Transformation: Death is change, not end Continuation: Consciousness persists (different form) Integration: Join greater whole Orthodox Horror: This is nightmare, not comfort


Costs of Death

Financial

Cremation: 10-50 coins (wood, labor) Clergy: 5-20 coins (donation) Feast: 20-100 coins (if held) Urn: 50-200 coins (if kept) Total: 35-370 coins (significant burden)

Charity: Poor families receive community support

Emotional

Grief: Universal, profound Trauma: Especially violent deaths Guilt: Survivors question (could I have prevented?) Exhaustion: Mourning is work

Social

Obligations: Attending funerals (community duty) Support: Providing meals, labor, presence Remembrance: Speaking names annually Burden: Shared (everyone mourns together)



In-World Documents

Funeral Prayer (Common)

Memory Eternal, hear their name.
[Name spoken]

They lived. They loved. They mattered.
Do not let them fade into the void.

We commit their body to fire.
We commit their ashes to sky.
We commit their memory to our hearts.

Until we join them,
Until the stars themselves forget to shine,
Memory eternal.

Mourner’s Journal

Attended three funerals this month. Three.

Mara (Rot), Darius (fell), Old Kellan (age—rare).

I’m tired of burning people I love.

But what choice do we have? The Rot won’t let us bury them. The Aether is all we have.

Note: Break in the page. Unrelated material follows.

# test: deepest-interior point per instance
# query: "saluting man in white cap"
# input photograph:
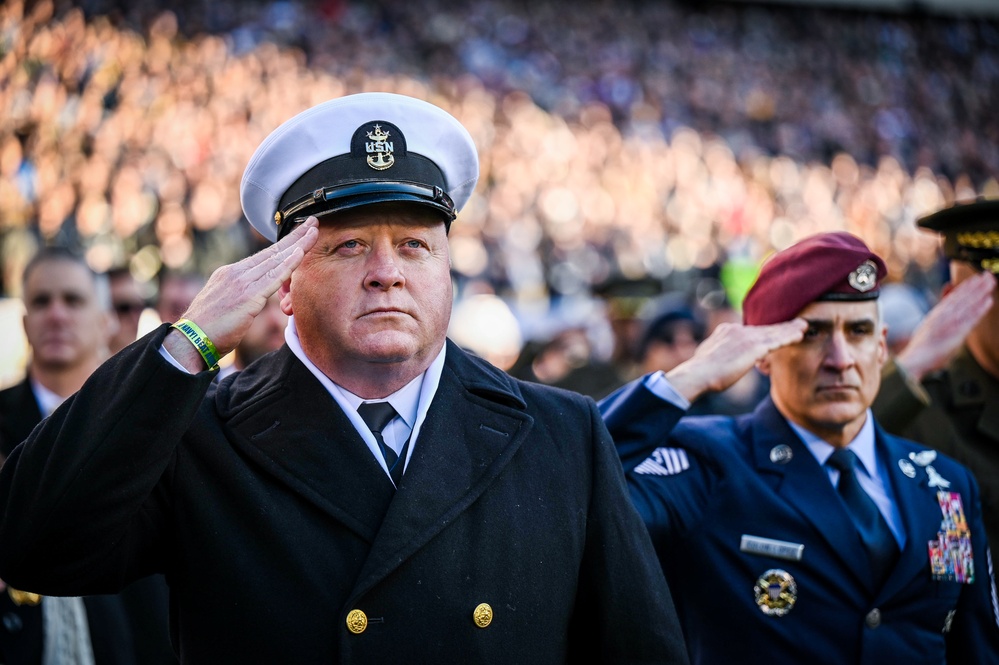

So we burn. We scatter. We remember.

And we keep living.

Because they would want us to.

I hope.


“Death in the Aetherium is common, constant, and unavoidable. We burn our dead because the Rot won’t let us bury them. We scatter their ashes because the Aether is all we have. We remember them because forgetting would be second death. And we keep living because that’s what the dead would want. Every funeral is reminder: life is brief, death is certain, and all we can do is honor those who came before and try to be worth remembering when our time comes.”